In the telecom industry, Network Functions Virtualization (NFV), the virtualization technology of the network elements of the telecommunications network, is in fact increasingly used, in fact, the virtualization of components that provide services for telecom operator subscribers. Today, one of the main trends is the abandonment of the specialized and very expensive equipment of traditional vendors in favor of serial servers (commercial off-the-shelf, COTS) of the x86 architecture with specialized software installed on them. Moreover, it works under the control of a virtual infrastructure, that is, it is launched inside virtual machines.



NFV uses various virtualization technologies. In addition to basic hardware virtualization, which allows you to run software modules on a virtual machine that emulates interaction with a real server hardware, you can build a software-defined SDN network based on virtual elements of network functions.



With high network loads it is very important to ensure reliable interaction with the network subsystem of the software modules running inside the virtual machine. That is, the issue of speed with network interfaces is particularly acute. One way is to use the PCI Passthrough mode, in which the entire PCI device is transferred to the control of the guest operating system. This allows it to work with the device directly, without using the emulation layer on the hypervisor side. However, this is a resource-intensive way, it does not scale and binds the guest OS, and therefore the network function, to a specific instance of a PCI device.



Another disadvantage of the PCI Passthrough mode is the low density of resource allocation due to the impossibility of sharing a single device by several guest OS, because each guest OS in this mode uses the device exclusively. Therefore, we proposed an alternative approach - Single Root I / O Virtualization (SR-IOV) technology.



SR-IOV allows you to use the device directly, as in PCI Passthrough mode, bypassing the hypervisor. But at the same time, the device is available simultaneously for several virtual machines, independent processing of interrupts and DMA for each machine is performed using the technology of Virtualization Technology for directed I / O (VT-d).

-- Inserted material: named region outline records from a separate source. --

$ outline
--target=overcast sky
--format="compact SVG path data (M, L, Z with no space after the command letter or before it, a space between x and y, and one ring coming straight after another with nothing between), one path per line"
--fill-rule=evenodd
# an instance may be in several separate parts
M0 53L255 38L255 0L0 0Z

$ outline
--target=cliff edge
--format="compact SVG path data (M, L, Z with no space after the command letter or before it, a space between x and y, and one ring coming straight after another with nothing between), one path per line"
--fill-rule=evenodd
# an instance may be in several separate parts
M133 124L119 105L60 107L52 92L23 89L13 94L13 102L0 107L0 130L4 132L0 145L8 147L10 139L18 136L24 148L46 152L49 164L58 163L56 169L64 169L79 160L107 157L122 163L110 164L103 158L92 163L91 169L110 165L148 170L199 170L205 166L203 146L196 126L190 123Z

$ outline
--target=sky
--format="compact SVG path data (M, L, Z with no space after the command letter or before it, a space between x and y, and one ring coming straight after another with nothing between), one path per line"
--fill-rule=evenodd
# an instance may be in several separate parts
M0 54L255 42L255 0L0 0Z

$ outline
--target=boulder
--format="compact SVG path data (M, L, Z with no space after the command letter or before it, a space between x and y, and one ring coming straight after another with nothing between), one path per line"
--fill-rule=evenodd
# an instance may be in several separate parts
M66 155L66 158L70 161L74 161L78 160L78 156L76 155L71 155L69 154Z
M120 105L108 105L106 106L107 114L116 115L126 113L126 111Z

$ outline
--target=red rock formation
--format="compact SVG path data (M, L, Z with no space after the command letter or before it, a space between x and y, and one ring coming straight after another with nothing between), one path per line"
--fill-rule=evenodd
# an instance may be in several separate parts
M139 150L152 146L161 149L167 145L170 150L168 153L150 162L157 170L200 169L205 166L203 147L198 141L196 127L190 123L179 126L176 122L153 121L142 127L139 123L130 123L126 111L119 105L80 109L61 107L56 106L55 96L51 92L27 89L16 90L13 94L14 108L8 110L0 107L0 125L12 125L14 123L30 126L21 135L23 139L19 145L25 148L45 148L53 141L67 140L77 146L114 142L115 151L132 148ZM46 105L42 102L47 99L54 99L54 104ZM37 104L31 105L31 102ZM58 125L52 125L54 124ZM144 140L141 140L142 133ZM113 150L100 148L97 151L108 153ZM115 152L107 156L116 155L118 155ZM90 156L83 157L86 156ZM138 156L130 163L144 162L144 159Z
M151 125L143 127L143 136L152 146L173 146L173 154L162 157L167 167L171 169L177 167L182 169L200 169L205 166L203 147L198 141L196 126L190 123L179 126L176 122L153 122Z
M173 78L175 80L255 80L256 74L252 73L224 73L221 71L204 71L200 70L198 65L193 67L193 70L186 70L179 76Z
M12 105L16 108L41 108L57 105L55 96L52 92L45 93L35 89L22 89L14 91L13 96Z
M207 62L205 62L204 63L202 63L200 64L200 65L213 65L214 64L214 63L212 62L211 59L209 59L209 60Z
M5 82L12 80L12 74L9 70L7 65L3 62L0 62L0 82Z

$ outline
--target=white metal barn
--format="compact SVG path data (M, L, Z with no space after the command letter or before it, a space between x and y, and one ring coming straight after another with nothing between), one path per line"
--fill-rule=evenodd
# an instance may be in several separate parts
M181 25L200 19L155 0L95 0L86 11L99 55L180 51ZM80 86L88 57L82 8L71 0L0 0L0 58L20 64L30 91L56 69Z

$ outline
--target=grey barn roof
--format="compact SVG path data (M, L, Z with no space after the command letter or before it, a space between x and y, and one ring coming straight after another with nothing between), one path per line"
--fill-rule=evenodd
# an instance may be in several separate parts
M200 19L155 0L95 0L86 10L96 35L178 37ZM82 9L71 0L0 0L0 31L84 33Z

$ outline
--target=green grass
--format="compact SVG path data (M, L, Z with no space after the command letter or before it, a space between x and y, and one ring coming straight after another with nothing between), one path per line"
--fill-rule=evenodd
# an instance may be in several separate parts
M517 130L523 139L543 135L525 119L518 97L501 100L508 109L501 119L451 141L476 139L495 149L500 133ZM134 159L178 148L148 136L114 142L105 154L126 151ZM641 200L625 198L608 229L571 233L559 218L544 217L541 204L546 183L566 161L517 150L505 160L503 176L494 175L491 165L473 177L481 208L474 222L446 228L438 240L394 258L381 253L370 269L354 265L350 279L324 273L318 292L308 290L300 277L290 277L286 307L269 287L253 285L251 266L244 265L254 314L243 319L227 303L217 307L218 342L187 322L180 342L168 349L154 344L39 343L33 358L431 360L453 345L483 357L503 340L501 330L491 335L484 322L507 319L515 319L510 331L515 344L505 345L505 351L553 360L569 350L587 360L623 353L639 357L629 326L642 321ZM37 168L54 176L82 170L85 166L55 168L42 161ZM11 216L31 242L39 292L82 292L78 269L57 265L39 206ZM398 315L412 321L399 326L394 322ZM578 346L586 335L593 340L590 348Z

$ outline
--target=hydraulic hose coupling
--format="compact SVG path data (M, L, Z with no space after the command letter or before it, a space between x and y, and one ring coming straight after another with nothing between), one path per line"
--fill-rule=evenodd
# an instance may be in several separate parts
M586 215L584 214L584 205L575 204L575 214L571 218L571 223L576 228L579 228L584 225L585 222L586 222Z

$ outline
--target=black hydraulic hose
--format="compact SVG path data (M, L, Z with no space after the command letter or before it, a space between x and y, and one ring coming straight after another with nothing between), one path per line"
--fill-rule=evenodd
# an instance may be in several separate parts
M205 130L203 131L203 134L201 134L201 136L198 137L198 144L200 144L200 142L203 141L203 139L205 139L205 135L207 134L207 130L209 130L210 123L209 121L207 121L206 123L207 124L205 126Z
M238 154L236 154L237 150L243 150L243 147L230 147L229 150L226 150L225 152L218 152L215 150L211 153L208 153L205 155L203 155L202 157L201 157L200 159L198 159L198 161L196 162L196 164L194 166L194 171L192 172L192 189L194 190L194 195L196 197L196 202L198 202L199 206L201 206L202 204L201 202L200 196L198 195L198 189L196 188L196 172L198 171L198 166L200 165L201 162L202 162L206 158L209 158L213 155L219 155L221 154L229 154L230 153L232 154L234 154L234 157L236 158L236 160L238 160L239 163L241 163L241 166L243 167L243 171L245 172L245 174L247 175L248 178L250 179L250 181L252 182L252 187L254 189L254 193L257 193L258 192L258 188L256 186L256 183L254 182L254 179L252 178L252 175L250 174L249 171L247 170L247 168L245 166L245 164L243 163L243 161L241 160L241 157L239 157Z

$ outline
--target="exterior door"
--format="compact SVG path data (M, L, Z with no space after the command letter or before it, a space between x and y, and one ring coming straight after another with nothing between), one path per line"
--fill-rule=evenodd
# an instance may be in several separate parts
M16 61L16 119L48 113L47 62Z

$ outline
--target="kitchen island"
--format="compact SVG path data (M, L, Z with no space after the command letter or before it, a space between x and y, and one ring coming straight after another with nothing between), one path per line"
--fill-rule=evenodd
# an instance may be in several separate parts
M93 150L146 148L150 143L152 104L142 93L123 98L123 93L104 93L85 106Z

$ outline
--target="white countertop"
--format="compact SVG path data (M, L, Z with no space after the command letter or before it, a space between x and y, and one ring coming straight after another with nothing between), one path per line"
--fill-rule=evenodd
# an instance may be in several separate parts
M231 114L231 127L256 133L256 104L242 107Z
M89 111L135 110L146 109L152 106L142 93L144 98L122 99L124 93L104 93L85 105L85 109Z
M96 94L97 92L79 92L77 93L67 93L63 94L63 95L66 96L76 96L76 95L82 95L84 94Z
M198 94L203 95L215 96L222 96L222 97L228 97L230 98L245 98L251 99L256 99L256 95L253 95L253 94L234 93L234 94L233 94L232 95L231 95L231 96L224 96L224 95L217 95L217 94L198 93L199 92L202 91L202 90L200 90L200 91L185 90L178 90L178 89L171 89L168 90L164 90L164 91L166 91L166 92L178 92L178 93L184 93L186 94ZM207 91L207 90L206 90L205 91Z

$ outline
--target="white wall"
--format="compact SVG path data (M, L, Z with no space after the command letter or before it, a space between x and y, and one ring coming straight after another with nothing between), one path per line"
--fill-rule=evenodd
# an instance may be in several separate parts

When SR-IOV is enabled, the network device is “split” into one physical function (Physical Function or PF) and several virtual functions (Virtual Function or VF). The physical function (PF) remains at the level of the hypervisor and under its control. Virtual functions (VF) are transferred to the guest OS and become virtual network function (NFV) network interfaces for interacting with the outside world. The issue of VF performance within VNF is solved by using the Data Plane Development Kit (DPDK) framework. It was originally developed by Intel, and then transferred to the open community. The framework can significantly improve the performance of NFV when processing network traffic. Using a combination of DPDK and SR-IOV to virtualize network functions is a mandatory requirement when building a high-performance NFV solution, since the speed of the Internet on subscribers' smartphones depends on it.

Results

As already mentioned, the project was implemented very quickly. The composition of the equipment had to be determined at the very first stage of the project, so that by the time the work on the system design was completed, the equipment was already delivered to the sites and ready for installation. The task was also complicated by the use of solutions from different vendors, which required the coordinated work of all the teams working on the project.



After the launch of the system, the first call and the first access to the network on a smartphone with a SIM card of a new virtual mobile operator, the business rules were adjusted for two more months, and acceptance tests were carried out. As a result, the system went into commercial operation on December 14, 2017.